7

I would really like not to disturb anybody and find my answer by a Google search, but I don't really know where to start.

I have a .shp vector layer with several points on streets, each having a list of attributes (about 40K). I want to create a line between certain points.

For example: I at the corner of a street, one point has an attribute "East", the one facing it an attribute "West". I want to streamline a process where (for example) every point with the attribute "West" from a particular street (included in the attribute) is connected to the corresponding "East" point.

In short, how to script modifications, based on attributes, on a .shp?

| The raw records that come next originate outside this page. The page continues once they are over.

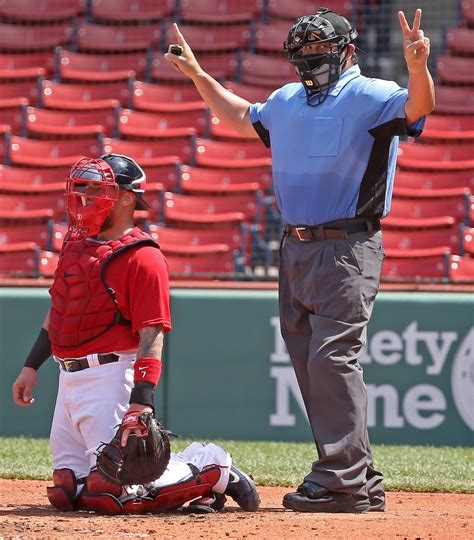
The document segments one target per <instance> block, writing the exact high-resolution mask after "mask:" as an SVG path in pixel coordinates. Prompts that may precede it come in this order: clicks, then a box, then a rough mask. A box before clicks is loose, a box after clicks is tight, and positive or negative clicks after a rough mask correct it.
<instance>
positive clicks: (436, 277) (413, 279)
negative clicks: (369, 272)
mask: <svg viewBox="0 0 474 540" xmlns="http://www.w3.org/2000/svg"><path fill="white" fill-rule="evenodd" d="M447 266H448V263H447V254H437V255H431V254H428V255H425V254H423V253H420V255H419V256H415V257H388V256H387V257H386V258H385V260H384V263H383V266H382V279H383V280H384V281H444V280H445V279H446V277H447V270H448V269H447Z"/></svg>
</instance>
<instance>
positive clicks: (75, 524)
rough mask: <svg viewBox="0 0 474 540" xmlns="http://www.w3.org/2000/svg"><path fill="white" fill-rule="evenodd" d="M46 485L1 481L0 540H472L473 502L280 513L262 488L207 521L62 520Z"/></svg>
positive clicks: (267, 490) (215, 515)
mask: <svg viewBox="0 0 474 540" xmlns="http://www.w3.org/2000/svg"><path fill="white" fill-rule="evenodd" d="M47 485H48V482H40V481H26V480H0V538H2V539H3V538H21V539H25V538H59V537H61V538H63V537H65V536H67V538H68V540H70V539H73V538H90V537H102V538H160V539H168V538H176V539H181V538H213V539H214V538H295V537H299V538H310V537H311V538H349V539H352V538H365V539H371V538H384V539H385V538H439V539H443V540H445V539H446V538H449V539H452V538H462V539H467V538H473V531H474V510H473V508H474V495H457V494H446V493H443V494H437V493H398V492H390V493H388V509H387V511H386V512H384V513H379V512H374V513H368V514H363V515H349V514H319V515H318V514H299V513H295V512H291V511H289V510H284V509H283V508H282V506H281V498H282V496H283V494H284V493H286V492H287V491H288V490H287V489H286V488H268V487H261V488H259V492H260V495H261V498H262V506H261V509H260V511H259V512H256V513H245V512H242V511H240V510H239V509H238V507H237V506H236V505H235V504H234V503H233V501H228V504H227V505H226V507H225V509H224V510H223V511H222V512H220V513H217V514H211V515H194V514H190V515H186V514H183V513H182V512H177V513H175V514H161V515H147V516H96V515H94V514H91V513H86V512H78V513H64V514H60V513H58V512H56V511H55V510H54V509H52V508H51V506H49V503H48V500H47V498H46V492H45V488H46V486H47Z"/></svg>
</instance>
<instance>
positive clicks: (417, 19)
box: [413, 8, 421, 32]
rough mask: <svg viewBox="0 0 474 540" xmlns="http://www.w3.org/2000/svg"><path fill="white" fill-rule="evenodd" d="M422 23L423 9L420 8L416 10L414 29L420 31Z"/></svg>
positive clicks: (415, 31)
mask: <svg viewBox="0 0 474 540" xmlns="http://www.w3.org/2000/svg"><path fill="white" fill-rule="evenodd" d="M420 25H421V9H420V8H418V9H417V10H416V12H415V18H414V19H413V31H414V32H418V30H419V29H420Z"/></svg>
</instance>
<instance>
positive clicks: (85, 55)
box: [57, 50, 147, 82]
mask: <svg viewBox="0 0 474 540" xmlns="http://www.w3.org/2000/svg"><path fill="white" fill-rule="evenodd" d="M57 55H58V65H59V77H60V78H61V80H62V81H75V82H81V81H83V82H106V81H128V80H129V79H130V78H136V77H140V78H143V77H145V71H146V66H147V55H146V52H132V53H122V54H108V55H105V54H86V53H78V52H73V51H66V50H60V51H58V52H57Z"/></svg>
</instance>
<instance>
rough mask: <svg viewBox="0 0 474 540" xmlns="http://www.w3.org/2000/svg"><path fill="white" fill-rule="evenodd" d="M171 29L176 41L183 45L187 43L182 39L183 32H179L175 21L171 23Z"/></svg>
mask: <svg viewBox="0 0 474 540" xmlns="http://www.w3.org/2000/svg"><path fill="white" fill-rule="evenodd" d="M173 30H174V33H175V36H176V39H177V40H178V43H179V44H180V45H182V46H183V47H184V45H187V43H186V40H185V39H184V36H183V34H182V33H181V31H180V29H179V28H178V25H177V24H176V23H173Z"/></svg>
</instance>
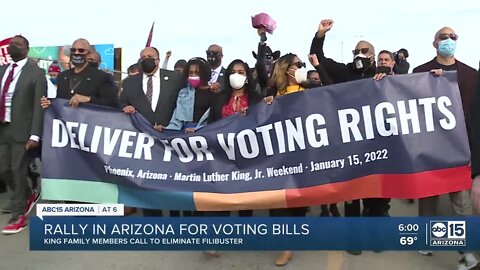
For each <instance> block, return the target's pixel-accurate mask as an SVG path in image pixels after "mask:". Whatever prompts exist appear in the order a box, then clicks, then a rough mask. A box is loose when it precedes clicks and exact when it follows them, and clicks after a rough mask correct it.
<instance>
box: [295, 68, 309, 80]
mask: <svg viewBox="0 0 480 270" xmlns="http://www.w3.org/2000/svg"><path fill="white" fill-rule="evenodd" d="M307 72H308V71H307V69H306V68H303V67H302V68H299V69H297V70H295V80H296V81H297V83H298V84H302V83H305V82H307Z"/></svg>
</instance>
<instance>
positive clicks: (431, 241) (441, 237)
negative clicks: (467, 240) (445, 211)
mask: <svg viewBox="0 0 480 270" xmlns="http://www.w3.org/2000/svg"><path fill="white" fill-rule="evenodd" d="M466 244H467V224H466V222H465V221H430V246H436V247H464V246H466Z"/></svg>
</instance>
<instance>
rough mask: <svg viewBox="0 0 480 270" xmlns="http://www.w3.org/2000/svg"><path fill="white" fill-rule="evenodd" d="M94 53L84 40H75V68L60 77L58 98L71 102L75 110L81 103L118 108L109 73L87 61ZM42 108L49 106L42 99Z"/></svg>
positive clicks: (72, 68) (82, 38) (66, 71)
mask: <svg viewBox="0 0 480 270" xmlns="http://www.w3.org/2000/svg"><path fill="white" fill-rule="evenodd" d="M91 51H92V48H91V46H90V43H89V42H88V41H87V40H86V39H83V38H80V39H77V40H75V42H73V45H72V47H71V48H70V62H71V63H72V65H73V68H71V69H68V70H65V71H64V72H62V73H60V74H59V75H58V79H57V87H58V88H57V98H63V99H68V100H70V105H71V106H72V107H74V108H76V107H78V106H79V104H80V103H92V104H97V105H103V106H109V107H116V106H117V98H116V94H115V93H116V88H115V87H114V85H112V82H111V79H110V78H109V76H108V75H107V73H105V72H103V71H100V70H98V68H95V67H92V66H90V65H89V62H88V61H87V56H88V54H89V53H90V52H91ZM41 102H42V107H43V108H46V107H48V106H49V101H48V100H47V99H46V98H45V97H44V98H42V101H41Z"/></svg>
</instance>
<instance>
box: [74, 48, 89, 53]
mask: <svg viewBox="0 0 480 270" xmlns="http://www.w3.org/2000/svg"><path fill="white" fill-rule="evenodd" d="M77 51H78V52H79V53H84V52H86V51H88V50H87V49H83V48H70V53H75V52H77Z"/></svg>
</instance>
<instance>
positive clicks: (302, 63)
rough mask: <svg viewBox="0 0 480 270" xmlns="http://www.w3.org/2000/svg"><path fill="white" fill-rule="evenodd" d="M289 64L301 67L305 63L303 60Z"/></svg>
mask: <svg viewBox="0 0 480 270" xmlns="http://www.w3.org/2000/svg"><path fill="white" fill-rule="evenodd" d="M290 66H296V67H298V68H302V67H306V66H307V65H305V62H295V63H292V64H291V65H290Z"/></svg>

The output has to be a shapefile.

Could you please guide me to some relevant documentation please? I don't have ArcGIS.

Thanks a lot!

3 Answers 3

8

You could do that fairly easily in python using pyshp: http://code.google.com/p/pyshp/

The way I understood your question you are working with a point shapefile and turning it into a line shapefile.

The code would go something like this:

import shapefile

# Read your points shapefile

r = shapefile.Reader("streetPoints.shp")

shapes = r.shapes()

records = r.records()

# Create the output shapefile

w = shapefile.Writer(shapefile.POLYLINE)

# Loop through the attributes and create line segments.
# There's probably better logic for this but it's a start

segments = []

# Get the field names from the dbf field descriptors
fieldnames = [n[0] for n in r.fields]

st = fieldnames.index("STREET")
d = fieldnames.index("END")
opp = {"WEST":"EAST", "NORTH":"SOUTH"}

# Build the connected segments based on corresponding points
for rec1 in records:
    street = rec[st]
    e = opp[rec[d]]
    for rec2 in records:
        if street in rec2 and e in rec2:
            p1 = shapes[records.index(rec1)]
            p2 = shapes[records.index(rec2)]
            connect = [p1, p2, street]
            if connect not in segments:
                segments.append(connect)

w.field("STREET")
for seg in segments:
    # add the start and end points
    w.poly(parts=[ [ [[seg[0]], [seg[1]] ] ]
    # add the street name as the attribute
    w.record(seg[2])

# Produce a new shapefile
w.save("streetLines")

This example is overly simplistic and could be made more efficient with a little work but that's the basic idea. If this is a process you plan to repeat often it would definitely be worth some additional work and maybe even creating an executable with PyInstaller if you need to give it to other people.

3

This site has a lot of tutorials and examples on how to use GDAL/OGR. Another place to look at more complicated python examples is to look directly at the GDAL code repository.

0

I'm not sure how easy this will be for your example but I've used GeoScript for this sort of thing in the past. It gives you easy spatial operations in JavaScript, Python, Scala, and Groovy.